Ah well, back to the paper clearing. I can almost see the carpet now.

Last Class

We had the third and final creative writing class today. I should like to report that my inner writer is well and truly liberated, but I think she’s got her coat or something caught on something; a rib maybe, I shouldn’t like to think of her being entangled in my intestine.

After the initial excitement of Not-Melissa and Fellow-Student’s first encounter, week two seemed quite tame. we had to create characters and then work out a storyline with others in the group and the character they had created, the initial scenario being supplied by Not-Melissa. So some people were caught in a lift;  others passed each other in a church entrance; and so on. You get the idea. The homework was to write the story, in the first person, from the viewpoint of our own character.

It was a good exercise, but I found it excruciating. I was partnered with a woman who was very directive, and I found myself saying no a great deal, and being defensive about my character. We agreed on a few points quite early, thank-goodness, so we were able to retreat to common ground at regular intervals.
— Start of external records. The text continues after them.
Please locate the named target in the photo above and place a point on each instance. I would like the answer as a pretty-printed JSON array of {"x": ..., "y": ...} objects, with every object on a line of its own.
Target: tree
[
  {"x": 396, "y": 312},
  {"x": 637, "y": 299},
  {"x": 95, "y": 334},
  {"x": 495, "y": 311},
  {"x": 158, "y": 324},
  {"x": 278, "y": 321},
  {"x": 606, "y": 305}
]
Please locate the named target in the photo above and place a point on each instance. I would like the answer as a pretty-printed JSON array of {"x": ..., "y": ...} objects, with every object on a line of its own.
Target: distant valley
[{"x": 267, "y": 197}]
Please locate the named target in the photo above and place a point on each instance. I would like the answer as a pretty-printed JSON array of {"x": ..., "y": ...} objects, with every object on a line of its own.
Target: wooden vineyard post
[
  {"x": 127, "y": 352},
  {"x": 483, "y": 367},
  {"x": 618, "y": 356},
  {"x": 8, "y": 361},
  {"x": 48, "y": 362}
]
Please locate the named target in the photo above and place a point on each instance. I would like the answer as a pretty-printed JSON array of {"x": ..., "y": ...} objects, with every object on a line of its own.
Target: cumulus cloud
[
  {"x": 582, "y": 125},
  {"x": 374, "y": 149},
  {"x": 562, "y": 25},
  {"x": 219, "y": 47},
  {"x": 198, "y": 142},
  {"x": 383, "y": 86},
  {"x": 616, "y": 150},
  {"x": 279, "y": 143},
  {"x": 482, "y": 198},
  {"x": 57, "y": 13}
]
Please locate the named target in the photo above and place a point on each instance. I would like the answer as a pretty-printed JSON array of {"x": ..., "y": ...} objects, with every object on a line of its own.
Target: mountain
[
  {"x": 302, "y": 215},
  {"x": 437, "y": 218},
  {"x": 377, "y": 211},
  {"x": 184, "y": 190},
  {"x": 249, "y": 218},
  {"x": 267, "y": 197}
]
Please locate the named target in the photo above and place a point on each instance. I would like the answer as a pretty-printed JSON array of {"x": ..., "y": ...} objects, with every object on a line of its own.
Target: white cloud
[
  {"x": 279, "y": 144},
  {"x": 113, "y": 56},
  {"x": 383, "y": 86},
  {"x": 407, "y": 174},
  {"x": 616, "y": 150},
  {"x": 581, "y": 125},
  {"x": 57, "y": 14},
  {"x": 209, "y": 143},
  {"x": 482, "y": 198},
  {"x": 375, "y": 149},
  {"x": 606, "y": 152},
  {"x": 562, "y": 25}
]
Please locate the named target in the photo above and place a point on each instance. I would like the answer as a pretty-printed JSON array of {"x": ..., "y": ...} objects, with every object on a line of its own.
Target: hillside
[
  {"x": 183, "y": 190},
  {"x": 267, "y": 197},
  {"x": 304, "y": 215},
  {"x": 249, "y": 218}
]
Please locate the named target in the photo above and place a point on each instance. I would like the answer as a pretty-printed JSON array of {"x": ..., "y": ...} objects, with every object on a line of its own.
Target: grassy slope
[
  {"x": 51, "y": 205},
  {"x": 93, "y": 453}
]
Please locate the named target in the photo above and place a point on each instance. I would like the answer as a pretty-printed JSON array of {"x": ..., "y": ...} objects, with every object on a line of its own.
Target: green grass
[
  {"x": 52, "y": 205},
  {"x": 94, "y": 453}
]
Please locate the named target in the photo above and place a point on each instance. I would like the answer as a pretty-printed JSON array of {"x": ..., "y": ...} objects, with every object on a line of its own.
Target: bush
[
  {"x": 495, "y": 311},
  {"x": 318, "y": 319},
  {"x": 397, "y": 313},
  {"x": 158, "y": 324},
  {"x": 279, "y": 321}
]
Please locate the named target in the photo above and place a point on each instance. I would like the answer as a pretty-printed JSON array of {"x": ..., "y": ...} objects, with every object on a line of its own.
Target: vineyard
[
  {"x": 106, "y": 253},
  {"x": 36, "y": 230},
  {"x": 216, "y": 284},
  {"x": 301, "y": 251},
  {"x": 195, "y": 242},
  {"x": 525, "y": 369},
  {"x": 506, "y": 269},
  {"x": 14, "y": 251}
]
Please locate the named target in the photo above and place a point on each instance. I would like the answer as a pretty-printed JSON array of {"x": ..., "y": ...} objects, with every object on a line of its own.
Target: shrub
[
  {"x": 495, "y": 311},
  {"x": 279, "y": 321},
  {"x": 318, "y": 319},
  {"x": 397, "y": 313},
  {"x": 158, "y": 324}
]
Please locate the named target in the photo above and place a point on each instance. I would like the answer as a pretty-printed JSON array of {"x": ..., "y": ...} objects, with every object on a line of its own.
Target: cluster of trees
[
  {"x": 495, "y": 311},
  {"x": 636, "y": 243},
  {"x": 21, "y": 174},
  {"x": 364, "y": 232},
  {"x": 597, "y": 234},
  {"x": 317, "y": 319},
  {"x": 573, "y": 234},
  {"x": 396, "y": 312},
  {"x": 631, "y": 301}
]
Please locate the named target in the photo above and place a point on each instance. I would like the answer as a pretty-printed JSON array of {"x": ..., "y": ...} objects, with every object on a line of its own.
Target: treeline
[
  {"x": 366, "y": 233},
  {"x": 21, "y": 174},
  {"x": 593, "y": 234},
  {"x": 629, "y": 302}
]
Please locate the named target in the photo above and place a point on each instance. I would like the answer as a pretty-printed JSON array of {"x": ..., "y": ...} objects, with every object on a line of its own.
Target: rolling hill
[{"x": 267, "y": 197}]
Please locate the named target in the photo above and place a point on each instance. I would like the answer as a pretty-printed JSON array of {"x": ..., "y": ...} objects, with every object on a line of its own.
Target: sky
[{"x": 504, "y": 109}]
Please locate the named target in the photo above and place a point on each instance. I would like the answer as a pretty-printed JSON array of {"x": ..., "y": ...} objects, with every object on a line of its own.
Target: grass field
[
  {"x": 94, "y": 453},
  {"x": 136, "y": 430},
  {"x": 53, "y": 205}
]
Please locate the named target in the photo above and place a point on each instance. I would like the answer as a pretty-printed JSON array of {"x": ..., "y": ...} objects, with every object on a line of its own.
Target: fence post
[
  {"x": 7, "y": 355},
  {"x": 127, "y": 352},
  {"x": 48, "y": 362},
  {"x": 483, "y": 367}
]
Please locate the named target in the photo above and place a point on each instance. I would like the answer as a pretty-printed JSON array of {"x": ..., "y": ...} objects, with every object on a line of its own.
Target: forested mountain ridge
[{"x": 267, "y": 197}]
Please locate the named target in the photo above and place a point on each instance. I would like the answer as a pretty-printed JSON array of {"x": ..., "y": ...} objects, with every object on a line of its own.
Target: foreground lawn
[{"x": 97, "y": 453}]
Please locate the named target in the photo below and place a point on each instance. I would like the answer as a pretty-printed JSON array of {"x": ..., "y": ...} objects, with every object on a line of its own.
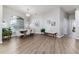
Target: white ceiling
[{"x": 42, "y": 8}]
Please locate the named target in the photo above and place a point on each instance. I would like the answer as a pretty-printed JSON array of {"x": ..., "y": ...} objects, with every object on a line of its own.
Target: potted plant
[
  {"x": 43, "y": 31},
  {"x": 6, "y": 32}
]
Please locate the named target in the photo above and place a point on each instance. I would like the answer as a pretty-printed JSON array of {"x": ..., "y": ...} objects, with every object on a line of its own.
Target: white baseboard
[{"x": 60, "y": 36}]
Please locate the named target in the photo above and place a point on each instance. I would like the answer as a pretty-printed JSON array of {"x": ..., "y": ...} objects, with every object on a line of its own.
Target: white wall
[
  {"x": 56, "y": 15},
  {"x": 1, "y": 24},
  {"x": 77, "y": 23},
  {"x": 63, "y": 23},
  {"x": 71, "y": 24},
  {"x": 8, "y": 12}
]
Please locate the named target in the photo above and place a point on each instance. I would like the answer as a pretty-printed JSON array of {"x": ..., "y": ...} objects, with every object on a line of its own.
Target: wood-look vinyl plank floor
[{"x": 40, "y": 44}]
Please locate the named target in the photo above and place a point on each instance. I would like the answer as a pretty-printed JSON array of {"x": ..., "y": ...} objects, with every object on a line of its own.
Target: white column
[
  {"x": 77, "y": 23},
  {"x": 0, "y": 24}
]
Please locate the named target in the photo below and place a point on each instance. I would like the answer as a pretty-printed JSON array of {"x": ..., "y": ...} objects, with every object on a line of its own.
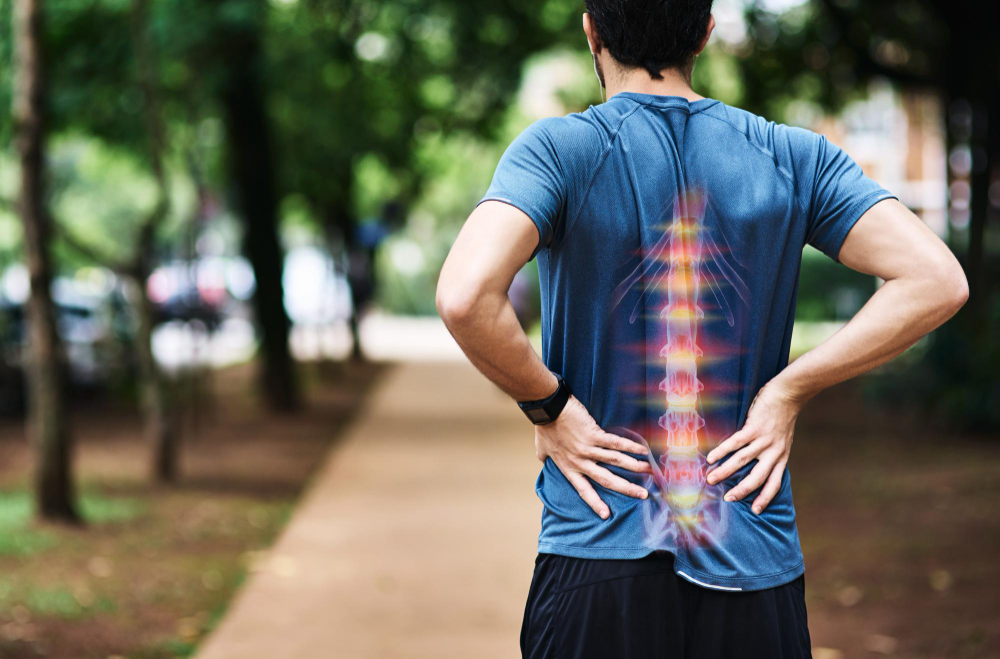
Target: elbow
[
  {"x": 952, "y": 287},
  {"x": 455, "y": 303},
  {"x": 959, "y": 290}
]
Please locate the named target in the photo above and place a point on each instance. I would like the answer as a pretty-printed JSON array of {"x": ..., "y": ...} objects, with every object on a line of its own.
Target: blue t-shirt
[{"x": 671, "y": 235}]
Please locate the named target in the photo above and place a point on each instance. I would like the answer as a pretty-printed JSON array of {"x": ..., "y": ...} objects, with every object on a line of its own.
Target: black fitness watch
[{"x": 546, "y": 410}]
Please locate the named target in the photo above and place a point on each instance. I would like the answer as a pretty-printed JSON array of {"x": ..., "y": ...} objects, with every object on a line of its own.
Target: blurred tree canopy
[{"x": 353, "y": 112}]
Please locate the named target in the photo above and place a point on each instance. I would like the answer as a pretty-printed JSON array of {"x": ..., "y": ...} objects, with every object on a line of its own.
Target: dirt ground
[
  {"x": 155, "y": 566},
  {"x": 898, "y": 523},
  {"x": 897, "y": 520}
]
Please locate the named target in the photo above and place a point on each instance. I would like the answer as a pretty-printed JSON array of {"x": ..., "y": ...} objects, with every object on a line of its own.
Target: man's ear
[
  {"x": 708, "y": 33},
  {"x": 592, "y": 39}
]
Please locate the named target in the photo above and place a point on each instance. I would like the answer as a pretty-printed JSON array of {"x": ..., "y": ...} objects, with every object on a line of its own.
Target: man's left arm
[{"x": 924, "y": 286}]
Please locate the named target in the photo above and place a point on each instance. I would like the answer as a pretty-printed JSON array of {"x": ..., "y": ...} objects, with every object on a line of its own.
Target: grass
[{"x": 152, "y": 569}]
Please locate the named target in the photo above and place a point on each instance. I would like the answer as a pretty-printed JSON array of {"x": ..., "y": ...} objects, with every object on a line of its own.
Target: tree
[
  {"x": 830, "y": 49},
  {"x": 355, "y": 82},
  {"x": 252, "y": 163},
  {"x": 47, "y": 421}
]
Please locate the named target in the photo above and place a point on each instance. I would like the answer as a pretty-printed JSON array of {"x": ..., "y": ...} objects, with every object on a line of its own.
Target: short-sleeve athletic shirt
[{"x": 670, "y": 239}]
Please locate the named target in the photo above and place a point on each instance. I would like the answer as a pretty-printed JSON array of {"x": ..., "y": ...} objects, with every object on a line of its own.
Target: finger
[
  {"x": 738, "y": 439},
  {"x": 753, "y": 480},
  {"x": 771, "y": 488},
  {"x": 619, "y": 459},
  {"x": 618, "y": 443},
  {"x": 605, "y": 478},
  {"x": 588, "y": 494},
  {"x": 739, "y": 460}
]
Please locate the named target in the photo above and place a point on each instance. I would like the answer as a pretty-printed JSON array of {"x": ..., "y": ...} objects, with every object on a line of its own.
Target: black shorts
[{"x": 581, "y": 608}]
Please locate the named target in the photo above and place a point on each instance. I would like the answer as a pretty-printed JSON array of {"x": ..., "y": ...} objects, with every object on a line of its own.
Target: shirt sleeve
[
  {"x": 530, "y": 177},
  {"x": 841, "y": 194}
]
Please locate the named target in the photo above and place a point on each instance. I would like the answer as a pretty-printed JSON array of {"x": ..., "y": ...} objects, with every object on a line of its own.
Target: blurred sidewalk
[{"x": 415, "y": 539}]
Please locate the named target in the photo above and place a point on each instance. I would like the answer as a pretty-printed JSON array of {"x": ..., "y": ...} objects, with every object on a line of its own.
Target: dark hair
[{"x": 651, "y": 34}]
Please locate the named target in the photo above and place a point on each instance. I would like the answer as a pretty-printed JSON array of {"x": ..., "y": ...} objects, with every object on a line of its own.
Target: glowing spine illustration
[
  {"x": 681, "y": 462},
  {"x": 688, "y": 260}
]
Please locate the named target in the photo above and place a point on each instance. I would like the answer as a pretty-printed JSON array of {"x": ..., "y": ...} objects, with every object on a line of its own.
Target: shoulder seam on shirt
[
  {"x": 761, "y": 150},
  {"x": 597, "y": 168}
]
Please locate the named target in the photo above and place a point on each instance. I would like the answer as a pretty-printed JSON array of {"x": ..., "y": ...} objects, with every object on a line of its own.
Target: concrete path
[{"x": 415, "y": 539}]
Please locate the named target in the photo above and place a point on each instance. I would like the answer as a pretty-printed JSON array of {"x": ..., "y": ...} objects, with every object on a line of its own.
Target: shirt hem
[{"x": 697, "y": 577}]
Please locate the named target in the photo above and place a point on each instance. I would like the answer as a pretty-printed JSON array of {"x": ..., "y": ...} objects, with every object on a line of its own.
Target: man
[{"x": 669, "y": 230}]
As our characters were living in different countries, we had to decide on a location where they could meet, and invent a reason for them being there.

I won’t bore you with the whole story, but we agreed on Barcelona. As our conversation went on, I was stunned to discover that my partner had never heard of Gaudí, and was inclined to view Spain as a homogenous whole.

When I came to write the story, I found that this was the piece of information that had struck me the most. We were supposed to listen to each other’s work today, but that plan was abandoned. Also my partner did not show. I forgot to ask if she had emailed her homework in. I’d like to read her version. Now I’ll never know.

By the way, Maria, if you read this, I need to check some Catalan with you!!